Any suggestions or input?


----------



## fish_doc (Jan 31, 2005)

Try feeding them a few flakes to distract them at first. Hopefully they will adjust quickly to their new surroundings and forget about the shrimp.


----------



## jones57742 (Sep 8, 2007)

Suess00 said:


> Any suggestions or input?


Chris:

How was your trip to Amazonia? Please tell the truth as the Owner and I visit every now and then.

Although I do not currently keep Platy's they are not aggressive fish.

I imagine the motion of the shrimp caused what you perceived to be their aggressiveness.

As fd indicated fish flakes may help.

Also please consider filling "their bellies up" with brine shrimp or blood worms.

TR


----------



## Suess00 (Sep 5, 2008)

First off thanks for the information.

Second I went there yesterday to check Amazonia out and it was both good and bad.

The store had some extremely nice Oscars and tank set ups and all the fish looked extremely healthy and well kept up with.

When I entered the store I just started to look around and no one asked me if i needed help or what I was looking for at all, which some people like not to be bothered but I like to be approached.

I went there for three main reasons
1. To buy Red Mickey Mouse Platys for a good price ( Accomplished)
2. To look at Eels which they had (Not Accomplished) seemed like they had no eels and the only thing close was the Rope Fish.
3. To buy two more Clown Loaches which are bigger then one inch (Not Accomplished)


The Clown Loaches which they had were over priced and extremely small for the size which they called "medium". The clown loaches which was supposely "medium" were priced at $17.99 for one and $29.99 for two.

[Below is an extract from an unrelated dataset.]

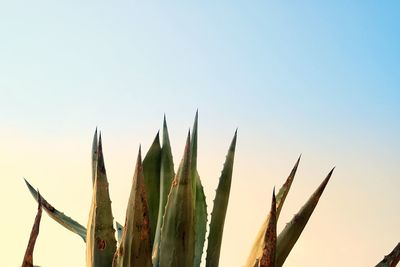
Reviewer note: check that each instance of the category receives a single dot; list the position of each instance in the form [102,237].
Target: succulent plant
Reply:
[166,216]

Their size being around an inch not even close to two inches. 

I can go to Petsmart and buy bigger clown loaches that are in the same good health for $8.99 and have two weeks warranty with them.

Well Back to a positive note the Lady at the Register was very Knowledgeable and helpfull in some of the questions I had about my tank set up and suggested me some good food for my Clown Loaches (some red looking stuff). She showed me how her full tank of Clown Loaches went crazy over them. 

Also I loved their trade in policy they will take any fish in any condition so that is good when one needs to get rid of a fish and does not want to kill it or had no place for it.

Overall it was a good experience but the prices were a 30% high for me and what i am used to but beatiful place and set ups.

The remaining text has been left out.